When held in the hands of healthy, appropriate adults, competitive sports can provide your girls with some invaluable lessons that will last them a lifetime. We all know about the obvious ones: The value of hard work, facing adversity, disciplining yourself to work towards a far off goal, how to effectively manage victory and failure, good sportsmanship, how to work as a team sacrificing “I” for “We,” etc.
However, in our present day culture, girls stand to learn some far more valuable lessons that will ultimately help them become strong and competent women in the society of their adulthood. These lessons are somewhat interrelated and start with learning how to feel good about yourself as a highly competitive, aggressive individual. Now a lot of people will blanch when they read this as if there is something very wrong about being a strong, competitive female in the world.
Typically girls are socialized to be “feminine,” i.e. pretty, sweet, non-aggressive, non-competitive, sensitive and ultra-cooperative. In general, they are taught that they shouldn’t speak up for themselves, shouldn’t stand out in a crowd and shouldn’t try to strive to be the best, especially if it means that you might outcompete and therefore “hurt” someone else. In fact, girls are “rewarded” when they act in these passive and unassuming ways.
Because of this socialization, girls who play sports have to deal with an unspoken dilemma of trying to strive for excellence but at the same time having to be sure that they don’t become “too excellent.” As a consequence, so many girls and young women are conflicted about really going for it because it makes them feel uncomfortable and somehow “wrong.”
Even with all of the advances in women’s rights today, adult women in our society who are strong, competent and aggressive are still looked down upon and referred to in derogatory terms that start with the letter “B.” For many men, these kinds of strong, competent women are experienced as a threat.
Explain something to me though: Why is it perfectly OK and even virtuous for a man to be competent, aggressive and competitive but not for a woman?
Knowing when and how to be strong in the world, to stand out, to speak up for yourself, to strive to be your very best and to feel good about yourself are all invaluable life skills for young women to have. In the hands of competent adults, organized competitive sports provide girls with a healthy vehicle to develop these critical skills that lead to the development of a healthy self-image.
Unfortunately, far too many girls and young women view their self-worth and lovability mainly by their attractiveness to the opposite sex. Their self-esteem then is totally dependent upon the external and extremely shallow measure of physical appearances. To me, this is a tragedy.

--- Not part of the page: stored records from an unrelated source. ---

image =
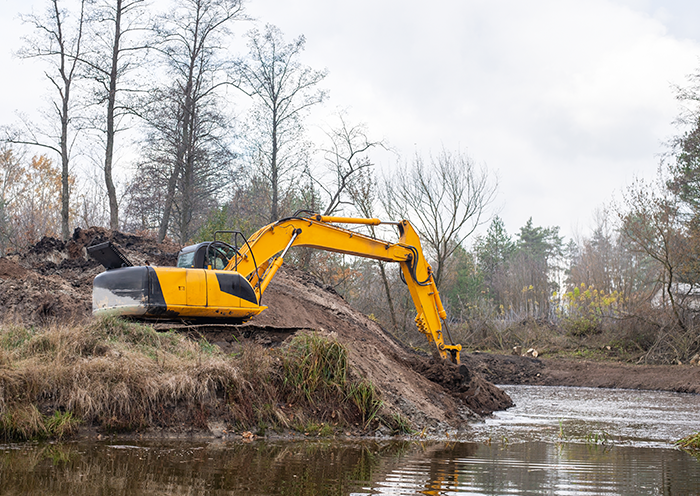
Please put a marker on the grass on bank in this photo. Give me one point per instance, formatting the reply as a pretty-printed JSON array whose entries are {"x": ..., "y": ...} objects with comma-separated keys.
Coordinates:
[
  {"x": 690, "y": 443},
  {"x": 124, "y": 376}
]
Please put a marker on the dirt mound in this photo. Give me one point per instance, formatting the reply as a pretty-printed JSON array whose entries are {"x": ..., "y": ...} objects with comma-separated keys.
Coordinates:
[
  {"x": 468, "y": 385},
  {"x": 429, "y": 393},
  {"x": 52, "y": 280}
]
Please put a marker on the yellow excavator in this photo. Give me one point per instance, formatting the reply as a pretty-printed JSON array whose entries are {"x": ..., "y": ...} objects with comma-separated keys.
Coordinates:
[{"x": 221, "y": 282}]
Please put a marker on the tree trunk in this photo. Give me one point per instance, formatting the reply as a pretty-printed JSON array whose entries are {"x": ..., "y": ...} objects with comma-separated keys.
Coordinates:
[{"x": 111, "y": 101}]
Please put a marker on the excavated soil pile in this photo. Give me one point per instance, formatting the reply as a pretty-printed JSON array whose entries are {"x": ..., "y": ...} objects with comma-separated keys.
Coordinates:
[
  {"x": 435, "y": 394},
  {"x": 52, "y": 281}
]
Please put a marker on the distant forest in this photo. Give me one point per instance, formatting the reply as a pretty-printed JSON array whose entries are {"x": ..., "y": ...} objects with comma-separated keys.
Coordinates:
[{"x": 163, "y": 93}]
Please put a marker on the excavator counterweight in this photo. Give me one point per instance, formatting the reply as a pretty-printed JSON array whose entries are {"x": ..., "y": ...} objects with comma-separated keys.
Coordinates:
[{"x": 214, "y": 281}]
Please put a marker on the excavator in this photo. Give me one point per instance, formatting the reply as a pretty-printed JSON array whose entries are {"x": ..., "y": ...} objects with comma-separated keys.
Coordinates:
[{"x": 219, "y": 282}]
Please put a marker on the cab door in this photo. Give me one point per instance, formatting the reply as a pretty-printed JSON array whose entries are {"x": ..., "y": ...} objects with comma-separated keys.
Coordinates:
[{"x": 196, "y": 284}]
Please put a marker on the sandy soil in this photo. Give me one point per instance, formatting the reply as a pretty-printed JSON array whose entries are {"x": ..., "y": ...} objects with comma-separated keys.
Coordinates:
[{"x": 508, "y": 369}]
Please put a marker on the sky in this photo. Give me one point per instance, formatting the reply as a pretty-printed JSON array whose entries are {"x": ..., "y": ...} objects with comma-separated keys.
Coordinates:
[{"x": 564, "y": 101}]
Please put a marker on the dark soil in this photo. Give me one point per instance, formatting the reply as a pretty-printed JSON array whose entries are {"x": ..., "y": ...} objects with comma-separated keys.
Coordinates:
[
  {"x": 52, "y": 281},
  {"x": 508, "y": 369}
]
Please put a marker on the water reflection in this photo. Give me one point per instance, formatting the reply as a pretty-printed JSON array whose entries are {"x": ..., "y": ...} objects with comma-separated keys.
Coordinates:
[
  {"x": 396, "y": 468},
  {"x": 535, "y": 448}
]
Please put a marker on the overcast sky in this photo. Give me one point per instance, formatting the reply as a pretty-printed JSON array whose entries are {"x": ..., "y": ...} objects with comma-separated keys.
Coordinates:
[{"x": 565, "y": 100}]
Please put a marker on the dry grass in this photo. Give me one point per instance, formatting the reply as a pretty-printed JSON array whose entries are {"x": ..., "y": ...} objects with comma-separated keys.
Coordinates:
[{"x": 118, "y": 375}]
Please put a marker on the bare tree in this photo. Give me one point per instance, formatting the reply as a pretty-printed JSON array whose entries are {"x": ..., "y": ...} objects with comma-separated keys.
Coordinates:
[
  {"x": 284, "y": 90},
  {"x": 363, "y": 192},
  {"x": 652, "y": 223},
  {"x": 188, "y": 128},
  {"x": 116, "y": 39},
  {"x": 58, "y": 41},
  {"x": 446, "y": 201},
  {"x": 346, "y": 159}
]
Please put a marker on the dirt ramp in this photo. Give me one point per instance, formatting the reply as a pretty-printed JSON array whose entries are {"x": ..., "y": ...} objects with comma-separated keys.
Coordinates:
[
  {"x": 53, "y": 281},
  {"x": 422, "y": 390}
]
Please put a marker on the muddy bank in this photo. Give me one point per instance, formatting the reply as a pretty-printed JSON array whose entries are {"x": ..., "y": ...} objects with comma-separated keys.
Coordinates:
[
  {"x": 50, "y": 284},
  {"x": 509, "y": 369}
]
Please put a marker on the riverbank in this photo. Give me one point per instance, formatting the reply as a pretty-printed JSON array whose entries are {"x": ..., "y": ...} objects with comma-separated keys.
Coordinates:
[{"x": 576, "y": 372}]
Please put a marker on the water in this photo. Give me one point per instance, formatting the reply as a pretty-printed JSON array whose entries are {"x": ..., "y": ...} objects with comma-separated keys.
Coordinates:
[{"x": 555, "y": 441}]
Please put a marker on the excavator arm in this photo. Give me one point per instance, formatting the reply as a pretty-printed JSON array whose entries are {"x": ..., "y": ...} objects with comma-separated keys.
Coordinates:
[
  {"x": 258, "y": 262},
  {"x": 200, "y": 290}
]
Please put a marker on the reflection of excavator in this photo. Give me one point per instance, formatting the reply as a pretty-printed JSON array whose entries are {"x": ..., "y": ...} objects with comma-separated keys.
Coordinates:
[{"x": 216, "y": 281}]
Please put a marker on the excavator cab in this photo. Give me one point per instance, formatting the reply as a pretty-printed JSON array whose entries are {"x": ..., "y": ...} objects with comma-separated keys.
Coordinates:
[
  {"x": 220, "y": 282},
  {"x": 208, "y": 255}
]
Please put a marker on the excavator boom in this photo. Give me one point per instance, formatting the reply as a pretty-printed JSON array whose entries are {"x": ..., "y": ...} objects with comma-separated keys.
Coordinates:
[{"x": 215, "y": 281}]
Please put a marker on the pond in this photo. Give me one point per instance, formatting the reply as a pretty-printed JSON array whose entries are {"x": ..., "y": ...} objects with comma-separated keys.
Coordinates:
[{"x": 555, "y": 441}]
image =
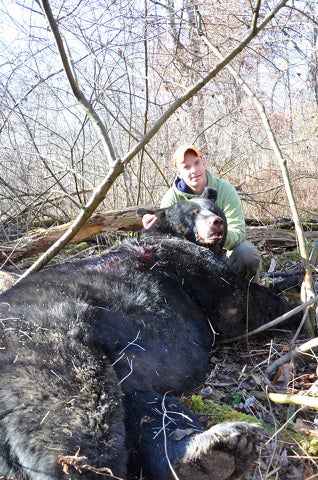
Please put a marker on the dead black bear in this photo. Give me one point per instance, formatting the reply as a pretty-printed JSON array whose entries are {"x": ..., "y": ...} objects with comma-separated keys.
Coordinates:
[{"x": 94, "y": 354}]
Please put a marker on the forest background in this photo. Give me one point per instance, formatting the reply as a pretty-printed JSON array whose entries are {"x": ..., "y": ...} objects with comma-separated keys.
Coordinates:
[{"x": 141, "y": 77}]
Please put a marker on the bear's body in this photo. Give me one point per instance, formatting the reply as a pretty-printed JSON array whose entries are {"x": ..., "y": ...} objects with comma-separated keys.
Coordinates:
[{"x": 91, "y": 352}]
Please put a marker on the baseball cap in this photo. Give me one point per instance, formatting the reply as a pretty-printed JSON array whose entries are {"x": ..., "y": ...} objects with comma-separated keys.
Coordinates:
[{"x": 178, "y": 155}]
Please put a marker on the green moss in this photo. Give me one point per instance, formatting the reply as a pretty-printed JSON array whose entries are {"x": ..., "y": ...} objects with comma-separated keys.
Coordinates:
[
  {"x": 225, "y": 413},
  {"x": 218, "y": 412}
]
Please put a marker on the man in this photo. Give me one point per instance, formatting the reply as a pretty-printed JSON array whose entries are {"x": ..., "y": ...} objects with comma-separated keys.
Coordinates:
[{"x": 192, "y": 177}]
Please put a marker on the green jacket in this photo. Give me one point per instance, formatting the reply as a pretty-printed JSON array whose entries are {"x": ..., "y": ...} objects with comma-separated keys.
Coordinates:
[{"x": 227, "y": 199}]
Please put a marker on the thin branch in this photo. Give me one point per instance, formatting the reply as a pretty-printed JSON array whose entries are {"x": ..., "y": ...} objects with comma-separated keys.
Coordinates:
[
  {"x": 307, "y": 291},
  {"x": 118, "y": 166}
]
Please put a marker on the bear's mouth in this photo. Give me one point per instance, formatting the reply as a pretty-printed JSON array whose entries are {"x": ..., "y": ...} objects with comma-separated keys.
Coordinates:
[{"x": 215, "y": 237}]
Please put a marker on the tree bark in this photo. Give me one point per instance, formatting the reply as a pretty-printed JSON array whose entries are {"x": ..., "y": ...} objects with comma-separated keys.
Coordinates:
[{"x": 126, "y": 220}]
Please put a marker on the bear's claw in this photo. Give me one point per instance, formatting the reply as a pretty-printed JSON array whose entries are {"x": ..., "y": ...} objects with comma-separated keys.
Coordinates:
[{"x": 224, "y": 452}]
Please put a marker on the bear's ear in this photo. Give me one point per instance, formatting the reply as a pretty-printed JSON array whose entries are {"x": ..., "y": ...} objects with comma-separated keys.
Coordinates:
[
  {"x": 140, "y": 212},
  {"x": 210, "y": 194}
]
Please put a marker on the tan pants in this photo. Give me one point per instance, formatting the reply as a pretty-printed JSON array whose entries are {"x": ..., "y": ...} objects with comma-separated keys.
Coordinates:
[{"x": 246, "y": 260}]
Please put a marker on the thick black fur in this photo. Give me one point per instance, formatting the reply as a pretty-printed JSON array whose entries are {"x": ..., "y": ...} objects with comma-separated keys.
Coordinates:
[{"x": 90, "y": 350}]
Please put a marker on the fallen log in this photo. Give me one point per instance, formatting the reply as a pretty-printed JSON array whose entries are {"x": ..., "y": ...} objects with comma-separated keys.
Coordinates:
[
  {"x": 38, "y": 241},
  {"x": 121, "y": 221}
]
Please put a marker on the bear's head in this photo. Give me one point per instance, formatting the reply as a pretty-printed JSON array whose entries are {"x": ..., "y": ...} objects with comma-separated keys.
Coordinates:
[{"x": 198, "y": 220}]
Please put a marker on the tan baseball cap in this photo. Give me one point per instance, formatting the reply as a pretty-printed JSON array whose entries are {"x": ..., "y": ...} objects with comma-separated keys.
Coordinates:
[{"x": 178, "y": 155}]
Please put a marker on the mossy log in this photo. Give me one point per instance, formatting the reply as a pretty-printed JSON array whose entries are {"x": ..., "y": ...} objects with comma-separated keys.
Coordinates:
[{"x": 125, "y": 220}]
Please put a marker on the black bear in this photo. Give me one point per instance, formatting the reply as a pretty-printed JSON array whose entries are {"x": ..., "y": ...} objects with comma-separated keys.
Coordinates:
[{"x": 94, "y": 355}]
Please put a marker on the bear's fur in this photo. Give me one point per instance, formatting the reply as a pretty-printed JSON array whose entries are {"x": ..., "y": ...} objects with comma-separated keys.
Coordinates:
[{"x": 94, "y": 354}]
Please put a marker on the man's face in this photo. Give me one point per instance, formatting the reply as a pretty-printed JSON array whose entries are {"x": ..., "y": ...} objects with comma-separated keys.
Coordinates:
[{"x": 192, "y": 171}]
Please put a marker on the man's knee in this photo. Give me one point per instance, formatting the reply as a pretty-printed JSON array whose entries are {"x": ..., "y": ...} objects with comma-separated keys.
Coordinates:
[{"x": 246, "y": 260}]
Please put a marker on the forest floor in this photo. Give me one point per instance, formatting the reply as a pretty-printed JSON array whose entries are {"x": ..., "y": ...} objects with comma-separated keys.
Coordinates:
[{"x": 238, "y": 387}]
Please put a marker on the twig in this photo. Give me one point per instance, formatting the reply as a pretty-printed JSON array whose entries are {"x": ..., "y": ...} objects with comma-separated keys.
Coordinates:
[
  {"x": 304, "y": 348},
  {"x": 304, "y": 400},
  {"x": 273, "y": 323}
]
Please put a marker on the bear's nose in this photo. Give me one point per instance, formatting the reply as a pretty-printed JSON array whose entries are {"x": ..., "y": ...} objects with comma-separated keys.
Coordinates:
[{"x": 218, "y": 222}]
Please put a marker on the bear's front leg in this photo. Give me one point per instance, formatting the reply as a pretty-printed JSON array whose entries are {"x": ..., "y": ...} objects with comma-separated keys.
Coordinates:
[{"x": 168, "y": 442}]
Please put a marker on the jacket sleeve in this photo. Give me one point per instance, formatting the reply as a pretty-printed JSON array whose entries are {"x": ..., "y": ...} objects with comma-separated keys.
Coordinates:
[
  {"x": 172, "y": 196},
  {"x": 229, "y": 201}
]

Personally it would break my heart to know that my two daughters’ self-esteem were dependent upon their ability to attract the opposite sex rather than on the uniqueness and special qualities of who they were as individuals.
Sports provides girls with the ability to develop special skills, talents and a healthy sense of self-esteem which completely transcends their physical looks. It gives them a way to feel good about themselves for who they are and what they can do, rather than for what they look like.
As far as I’m concerned, our definition of feminine has been terribly distorted. We need to expand it in a healthy way to include the qualities of strong, competent, independent, competitive and aggressive.